Even though the command errors out due to the database being online, we are still able to obtain similar data. Eseutil allows you to look in to the actual FAL size, NTFS cluster size and how many extents have been created for that file due to excessive fragmentation if run locally on the server. With that, we can deduce that the NTFS cluster size is 4KB, the FAL size is 180KB and the Extents Enumerated is over 1.1 million fragments. A general rule of thumb is to not have a FAL size greater than 150KB in size and to have sufficient available disk space.
This fragmentation is also seen on CCR/Replica copies as the log files are shipped and then played in to the database. The end result is that log replay will slow to a crawl and you could have some very high replay queue lengths due to excessive Split I/Os occurring. Even with the fastest disks and improperly configured NTFS cluster sizes and disk alignments, you will still see this problem. You must fix the root of this problem to successfully resolve this issue.
So how do you mitigate this? Well, there are various ways to do this…
- If you determine that only a single database is affected by this issue, the quickest mitigation method to get you back in business is the following:
- Dismount the database
- Make a copy of the database to another drive with sufficient space. IMPORTANT: This cannot be on the same drive as we need to write this file out contiguously to another drive. This mere act of copying the file defrags the file for you.
- Delete the original copy of the database file
- Copy the database back to the original location
- Using this method does not resolve the issue long term if the NTFS cluster sizes are too small. It is only meant as a stop gap to buy you some time to resolve the issue long term.
- If on a CCR/SCR cluster, you have some options to fix this longer term.
To resolve the NTFS cluster sizes on the non-active node or SCR target for any particular volume such as F:, use the following command to format the disk with a 64KB block size which is the recommended value for optimal performance.
Format F: /q /y /fs:ntfs /v:VolumeName /a:64K NOTE:
This command wipes out any files that currently resides on the F: drive, so make sure that no other files or applications reside on this drive other than the database and log files. I would hope that you are dedicating these drives exclusively to Exchange and not sharing with any other applications. Exclusivity is what makes recovering from this much easier.
Verify that the disk was formatted properly by running the following command:
Once the disk has been reformatted, go ahead and reseed the databases that previously existed on the drive.
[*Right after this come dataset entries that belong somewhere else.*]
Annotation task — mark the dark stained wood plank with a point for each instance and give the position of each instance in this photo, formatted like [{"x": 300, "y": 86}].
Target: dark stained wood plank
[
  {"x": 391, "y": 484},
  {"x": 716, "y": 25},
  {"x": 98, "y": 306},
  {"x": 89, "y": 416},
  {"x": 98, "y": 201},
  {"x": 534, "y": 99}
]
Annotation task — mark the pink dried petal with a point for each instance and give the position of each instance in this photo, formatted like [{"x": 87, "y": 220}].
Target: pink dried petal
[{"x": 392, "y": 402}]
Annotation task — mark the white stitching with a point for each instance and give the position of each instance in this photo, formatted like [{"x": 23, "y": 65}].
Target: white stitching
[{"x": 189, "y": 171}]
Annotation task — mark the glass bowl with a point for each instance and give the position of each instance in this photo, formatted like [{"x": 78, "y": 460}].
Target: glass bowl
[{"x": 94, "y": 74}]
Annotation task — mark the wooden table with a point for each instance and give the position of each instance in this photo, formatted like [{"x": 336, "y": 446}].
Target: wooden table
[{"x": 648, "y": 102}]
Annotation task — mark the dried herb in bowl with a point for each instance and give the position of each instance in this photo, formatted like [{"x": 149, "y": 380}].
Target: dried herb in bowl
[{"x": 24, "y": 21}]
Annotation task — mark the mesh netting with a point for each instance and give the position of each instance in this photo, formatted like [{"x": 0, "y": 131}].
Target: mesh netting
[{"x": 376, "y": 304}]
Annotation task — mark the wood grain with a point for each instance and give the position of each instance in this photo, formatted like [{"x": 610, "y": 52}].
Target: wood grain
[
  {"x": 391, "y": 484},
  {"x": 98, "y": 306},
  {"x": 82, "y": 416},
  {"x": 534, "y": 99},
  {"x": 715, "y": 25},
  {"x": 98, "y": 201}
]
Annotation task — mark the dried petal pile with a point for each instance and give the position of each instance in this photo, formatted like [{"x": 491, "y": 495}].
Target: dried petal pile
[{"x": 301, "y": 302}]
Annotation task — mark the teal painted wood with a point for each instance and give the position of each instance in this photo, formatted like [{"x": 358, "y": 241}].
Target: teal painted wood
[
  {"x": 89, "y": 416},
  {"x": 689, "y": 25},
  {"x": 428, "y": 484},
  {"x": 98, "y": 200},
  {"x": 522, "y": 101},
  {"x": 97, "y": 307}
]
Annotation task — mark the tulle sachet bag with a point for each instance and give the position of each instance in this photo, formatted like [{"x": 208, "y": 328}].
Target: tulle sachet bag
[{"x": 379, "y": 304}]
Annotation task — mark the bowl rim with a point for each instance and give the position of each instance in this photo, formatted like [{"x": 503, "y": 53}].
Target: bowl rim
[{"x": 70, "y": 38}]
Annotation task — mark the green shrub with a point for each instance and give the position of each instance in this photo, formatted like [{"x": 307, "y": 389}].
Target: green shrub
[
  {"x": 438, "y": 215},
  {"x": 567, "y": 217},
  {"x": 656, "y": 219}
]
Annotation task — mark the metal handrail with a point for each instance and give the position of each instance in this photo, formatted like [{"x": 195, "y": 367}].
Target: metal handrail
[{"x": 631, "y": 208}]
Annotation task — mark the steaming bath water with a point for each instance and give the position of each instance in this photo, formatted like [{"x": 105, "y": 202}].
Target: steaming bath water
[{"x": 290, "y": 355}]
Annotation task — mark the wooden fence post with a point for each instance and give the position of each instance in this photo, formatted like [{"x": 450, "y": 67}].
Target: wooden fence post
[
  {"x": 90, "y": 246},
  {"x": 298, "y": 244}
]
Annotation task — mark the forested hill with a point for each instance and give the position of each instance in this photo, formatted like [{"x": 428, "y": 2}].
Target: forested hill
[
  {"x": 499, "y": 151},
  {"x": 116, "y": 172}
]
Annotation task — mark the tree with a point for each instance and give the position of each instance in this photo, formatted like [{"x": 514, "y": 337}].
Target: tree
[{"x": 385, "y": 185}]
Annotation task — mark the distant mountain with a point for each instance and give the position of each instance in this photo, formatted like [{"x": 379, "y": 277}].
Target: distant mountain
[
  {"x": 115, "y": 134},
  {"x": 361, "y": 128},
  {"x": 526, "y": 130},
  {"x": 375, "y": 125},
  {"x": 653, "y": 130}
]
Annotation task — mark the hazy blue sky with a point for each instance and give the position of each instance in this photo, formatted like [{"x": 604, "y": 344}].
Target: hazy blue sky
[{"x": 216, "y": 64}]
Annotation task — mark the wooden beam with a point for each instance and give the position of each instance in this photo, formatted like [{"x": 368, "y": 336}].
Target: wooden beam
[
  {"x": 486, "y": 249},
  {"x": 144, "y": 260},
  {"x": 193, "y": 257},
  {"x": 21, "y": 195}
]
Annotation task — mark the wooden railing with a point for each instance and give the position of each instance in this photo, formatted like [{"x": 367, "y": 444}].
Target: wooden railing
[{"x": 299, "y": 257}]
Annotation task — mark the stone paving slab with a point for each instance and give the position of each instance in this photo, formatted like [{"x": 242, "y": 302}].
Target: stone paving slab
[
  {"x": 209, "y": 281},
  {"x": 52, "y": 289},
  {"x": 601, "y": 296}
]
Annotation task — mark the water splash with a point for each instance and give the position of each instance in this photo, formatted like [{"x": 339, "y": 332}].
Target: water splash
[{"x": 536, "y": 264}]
You may ask yourself, if the file is so fragmented, why can I not simply do an offline defrag of the file? The answer is that if you defrag the file itself, you have a high possibility of bloating the FAL size since we are causing the fragments to move around which causes the FAL size to grow. This is the primary reason why Exchange does not recommend running defrag on volumes which host database files. The only way to remove the attribute list for this file is to completely copy the file off to another drive, delete the original copy and then copy the copied file back to the original location. When this is done, the file is written to the disk contiguously leaving literally no fragments in the file. Life is good once again.
Once you have resolved these underlying issues, overall Exchange performance should be that much better and you can sleep better at night knowing you have increased throughput on your Exchange servers.
Note that it is still not recommended to run disk defragmentation software on Exchange server volumes, but there are times where file level fragmentation can cause significant performance problems on a server merely by the way data is being written to the disk. If optimal and/or recommended settings are not used when creating the volumes, this file fragmentation issue can occur much quicker. The majority of Exchange files are in use so running any regular disk defragmentation programs on the server will not help with this situation. If necessary, the only way to resolve this is to take all Exchange resources offline to ensure none of the files are in use and then defragment the disk to make the files contiguous on the disk once again.
In Exchange 2010 SP1 or later, logic was added to detect when the FAL would be exhausted (80% of max); and event accordingly. There is no NTFS event for this behavior. The following event is an example that would be logged for a problematic database during online maintenance.
Log Name: Application
Event ID: 739
Task Category: General
Information Store (5652) EXSERVER MBX Store 001: The NTFS file attributes size for database 'C:\DB\DB001\PRIV001.EDB' is 243136 bytes, which exceeds the threshold of 204800 bytes. The database file must be reseeded or restored from a copy or backup to prevent the database file from being unable to grow because of a file system limitation.
Update (3/8/2011): Exchange 2007 SP3 RU3 now has a fix that is referenced in http://support.microsoft.com/kb/2498066 that will increase the default extent size from 8MB to 64MB similar to that of Exchange 2010. Increasing the extent size helps reduce the amount of fragments that will be created for any given database. The 739 event has also been added so that monitoring software can alert on potential problems.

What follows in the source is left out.